Jean-François Carrasco cite l’exemple de la fibre optique : les différents partenaires ont commencé l’installation, très onéreuse, d’un câble de fibre optique pour diffuser les chaînes télévisées en qualité numérique et se sont rendu compte trop tard qu’il leur en faudrait six. C’est encore une erreur lors de la conception du produit qui a fait subir des pertes à l’entreprise.

 

Aspects environnemental, social et économique : les 3 piliers du DD et de l'ergonomie

 

Enfin, le Développement Durable peut parfois être une simple stratégie marketing, qui en réalité n'est fondée sur aucune véritable recherche dans ce sens.
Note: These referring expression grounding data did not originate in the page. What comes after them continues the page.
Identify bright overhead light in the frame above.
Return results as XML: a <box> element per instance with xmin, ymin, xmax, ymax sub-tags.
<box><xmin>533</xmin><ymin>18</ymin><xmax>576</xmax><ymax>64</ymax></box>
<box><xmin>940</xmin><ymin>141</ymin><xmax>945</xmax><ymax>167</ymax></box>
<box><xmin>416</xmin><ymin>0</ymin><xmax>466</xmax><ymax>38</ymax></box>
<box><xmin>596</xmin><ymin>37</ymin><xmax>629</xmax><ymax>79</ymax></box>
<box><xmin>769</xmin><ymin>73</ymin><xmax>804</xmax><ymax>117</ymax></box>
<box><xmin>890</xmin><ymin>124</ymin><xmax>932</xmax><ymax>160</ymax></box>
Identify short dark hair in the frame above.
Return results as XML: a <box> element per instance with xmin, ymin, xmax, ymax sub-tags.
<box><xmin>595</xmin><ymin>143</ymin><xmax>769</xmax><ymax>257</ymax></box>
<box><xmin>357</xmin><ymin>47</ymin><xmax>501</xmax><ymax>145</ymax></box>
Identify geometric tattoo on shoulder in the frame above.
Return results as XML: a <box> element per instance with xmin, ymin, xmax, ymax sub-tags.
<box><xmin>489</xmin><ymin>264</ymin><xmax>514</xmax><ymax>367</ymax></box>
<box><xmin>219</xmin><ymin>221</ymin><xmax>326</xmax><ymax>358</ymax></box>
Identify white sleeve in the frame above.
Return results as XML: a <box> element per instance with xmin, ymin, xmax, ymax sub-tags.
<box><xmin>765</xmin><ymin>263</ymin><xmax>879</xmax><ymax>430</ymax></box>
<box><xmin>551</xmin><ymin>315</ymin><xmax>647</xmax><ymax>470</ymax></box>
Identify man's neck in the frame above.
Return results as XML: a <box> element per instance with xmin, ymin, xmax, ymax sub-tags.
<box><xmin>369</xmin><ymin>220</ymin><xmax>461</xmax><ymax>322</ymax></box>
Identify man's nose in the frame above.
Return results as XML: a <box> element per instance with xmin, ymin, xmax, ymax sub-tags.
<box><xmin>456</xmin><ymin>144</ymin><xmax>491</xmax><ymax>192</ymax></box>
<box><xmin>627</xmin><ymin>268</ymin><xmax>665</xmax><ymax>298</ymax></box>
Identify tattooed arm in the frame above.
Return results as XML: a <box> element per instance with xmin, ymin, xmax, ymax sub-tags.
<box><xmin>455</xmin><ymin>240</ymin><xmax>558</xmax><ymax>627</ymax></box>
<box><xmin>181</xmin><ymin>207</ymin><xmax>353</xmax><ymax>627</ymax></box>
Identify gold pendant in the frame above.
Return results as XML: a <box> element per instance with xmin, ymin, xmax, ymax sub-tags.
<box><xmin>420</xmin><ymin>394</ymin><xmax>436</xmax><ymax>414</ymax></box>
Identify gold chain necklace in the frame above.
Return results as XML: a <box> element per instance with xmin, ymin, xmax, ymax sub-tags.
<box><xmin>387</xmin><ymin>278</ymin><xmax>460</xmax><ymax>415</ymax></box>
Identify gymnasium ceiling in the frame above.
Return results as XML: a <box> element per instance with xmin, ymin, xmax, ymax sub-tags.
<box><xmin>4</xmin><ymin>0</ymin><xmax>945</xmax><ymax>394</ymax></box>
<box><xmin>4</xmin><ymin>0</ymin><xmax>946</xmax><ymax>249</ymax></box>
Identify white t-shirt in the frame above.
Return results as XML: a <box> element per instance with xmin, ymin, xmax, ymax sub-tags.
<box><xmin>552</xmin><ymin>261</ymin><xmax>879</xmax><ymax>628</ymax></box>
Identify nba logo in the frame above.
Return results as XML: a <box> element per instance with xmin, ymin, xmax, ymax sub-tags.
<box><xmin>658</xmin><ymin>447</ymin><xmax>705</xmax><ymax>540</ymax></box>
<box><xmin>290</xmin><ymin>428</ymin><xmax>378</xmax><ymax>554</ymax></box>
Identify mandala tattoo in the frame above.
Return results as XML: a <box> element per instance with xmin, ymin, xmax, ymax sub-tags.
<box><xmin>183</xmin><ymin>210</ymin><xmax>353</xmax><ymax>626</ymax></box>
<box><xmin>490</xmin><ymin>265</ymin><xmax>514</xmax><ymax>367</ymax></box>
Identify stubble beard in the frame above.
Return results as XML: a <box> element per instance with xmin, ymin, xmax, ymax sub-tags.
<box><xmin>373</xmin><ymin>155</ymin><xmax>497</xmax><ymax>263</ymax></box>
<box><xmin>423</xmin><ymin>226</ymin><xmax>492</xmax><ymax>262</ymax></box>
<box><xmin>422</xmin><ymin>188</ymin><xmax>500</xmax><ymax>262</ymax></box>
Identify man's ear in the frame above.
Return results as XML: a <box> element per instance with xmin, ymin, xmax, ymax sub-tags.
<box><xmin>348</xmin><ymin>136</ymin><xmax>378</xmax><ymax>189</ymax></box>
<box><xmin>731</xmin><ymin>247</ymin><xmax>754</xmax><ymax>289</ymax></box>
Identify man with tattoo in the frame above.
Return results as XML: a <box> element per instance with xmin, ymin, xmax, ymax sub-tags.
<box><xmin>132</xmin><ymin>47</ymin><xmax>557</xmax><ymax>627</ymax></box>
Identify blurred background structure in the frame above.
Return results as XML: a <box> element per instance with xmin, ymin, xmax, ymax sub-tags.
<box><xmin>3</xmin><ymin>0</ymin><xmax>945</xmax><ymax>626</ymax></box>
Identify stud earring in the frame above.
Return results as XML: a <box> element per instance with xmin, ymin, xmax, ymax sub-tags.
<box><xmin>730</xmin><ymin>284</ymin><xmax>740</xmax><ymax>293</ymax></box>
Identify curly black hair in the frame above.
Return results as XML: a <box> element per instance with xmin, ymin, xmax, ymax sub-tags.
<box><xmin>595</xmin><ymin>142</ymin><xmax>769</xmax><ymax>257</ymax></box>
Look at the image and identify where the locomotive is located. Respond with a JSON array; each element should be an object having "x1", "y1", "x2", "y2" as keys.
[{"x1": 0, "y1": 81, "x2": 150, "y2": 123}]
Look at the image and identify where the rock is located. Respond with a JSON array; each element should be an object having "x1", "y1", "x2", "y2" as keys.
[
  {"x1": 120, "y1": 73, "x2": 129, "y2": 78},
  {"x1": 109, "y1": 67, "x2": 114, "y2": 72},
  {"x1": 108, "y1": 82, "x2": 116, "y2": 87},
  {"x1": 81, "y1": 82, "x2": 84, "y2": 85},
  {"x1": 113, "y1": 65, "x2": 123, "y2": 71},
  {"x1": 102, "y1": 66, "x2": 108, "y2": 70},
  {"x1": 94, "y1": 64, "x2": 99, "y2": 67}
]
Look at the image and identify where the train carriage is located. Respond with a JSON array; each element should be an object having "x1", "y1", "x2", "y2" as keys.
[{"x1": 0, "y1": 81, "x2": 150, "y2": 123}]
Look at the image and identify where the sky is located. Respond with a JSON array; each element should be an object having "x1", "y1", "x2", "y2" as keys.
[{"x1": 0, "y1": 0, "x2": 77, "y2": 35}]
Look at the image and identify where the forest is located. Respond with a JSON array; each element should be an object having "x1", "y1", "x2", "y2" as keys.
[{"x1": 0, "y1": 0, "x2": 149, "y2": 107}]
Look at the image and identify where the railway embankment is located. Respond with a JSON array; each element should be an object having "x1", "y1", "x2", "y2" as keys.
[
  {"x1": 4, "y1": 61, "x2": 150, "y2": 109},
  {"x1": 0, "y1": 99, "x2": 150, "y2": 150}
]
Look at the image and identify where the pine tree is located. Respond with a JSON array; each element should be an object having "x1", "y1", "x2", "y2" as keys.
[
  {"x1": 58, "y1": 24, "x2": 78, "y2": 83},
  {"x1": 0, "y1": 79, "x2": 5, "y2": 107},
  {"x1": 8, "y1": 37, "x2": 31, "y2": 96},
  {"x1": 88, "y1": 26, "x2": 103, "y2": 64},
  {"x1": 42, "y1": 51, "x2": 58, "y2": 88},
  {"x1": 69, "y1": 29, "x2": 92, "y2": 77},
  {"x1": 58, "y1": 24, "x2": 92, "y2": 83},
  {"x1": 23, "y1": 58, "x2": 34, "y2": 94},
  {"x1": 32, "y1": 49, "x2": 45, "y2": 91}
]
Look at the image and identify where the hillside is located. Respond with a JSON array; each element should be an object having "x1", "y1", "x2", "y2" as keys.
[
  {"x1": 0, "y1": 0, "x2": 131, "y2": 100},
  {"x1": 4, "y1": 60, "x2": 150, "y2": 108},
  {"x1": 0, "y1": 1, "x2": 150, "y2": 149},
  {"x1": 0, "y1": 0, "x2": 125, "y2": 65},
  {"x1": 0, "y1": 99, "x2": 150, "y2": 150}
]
Dans ce cas le Développement Durable n’est qu’un argument stratégique qui veut attirer les clients sensibles à la protection de l’environnement sans réellement répondre à leurs attentes. Pour éviter ce genre de pertes ou de pièges, l’Ergonome doit faire un vrai travail de pédagogue afin de sensibiliser les constructeurs (autant que les consommateurs) à l'étendue du concept de développement durable, en prenant en compte l'ensemble de ses dimensions, et en alertant ses interlocuteurs sur les coûts cachés supplémentaires auxquels pourrait conduire une trop grande précipitation au moment de la production.

 

Tous les intervenants sont d’accord sur le fait que l’Ergonome travaille autant sur l’aspect environnemental et sur l’aspect social que sur l’aspect économique qui sont les trois piliers d'une démarche de Développement Durable. Mais pour y parvenir, il doit aider à une prise de conscience des tous les défauts (de conception, d’organisation, d’acheminement, etc.) et donc pousser vers une évolution des mentalités et des techniques, avec une préoccupation permanente : répondre aux réels besoins des utilisateurs, à court et à long terme.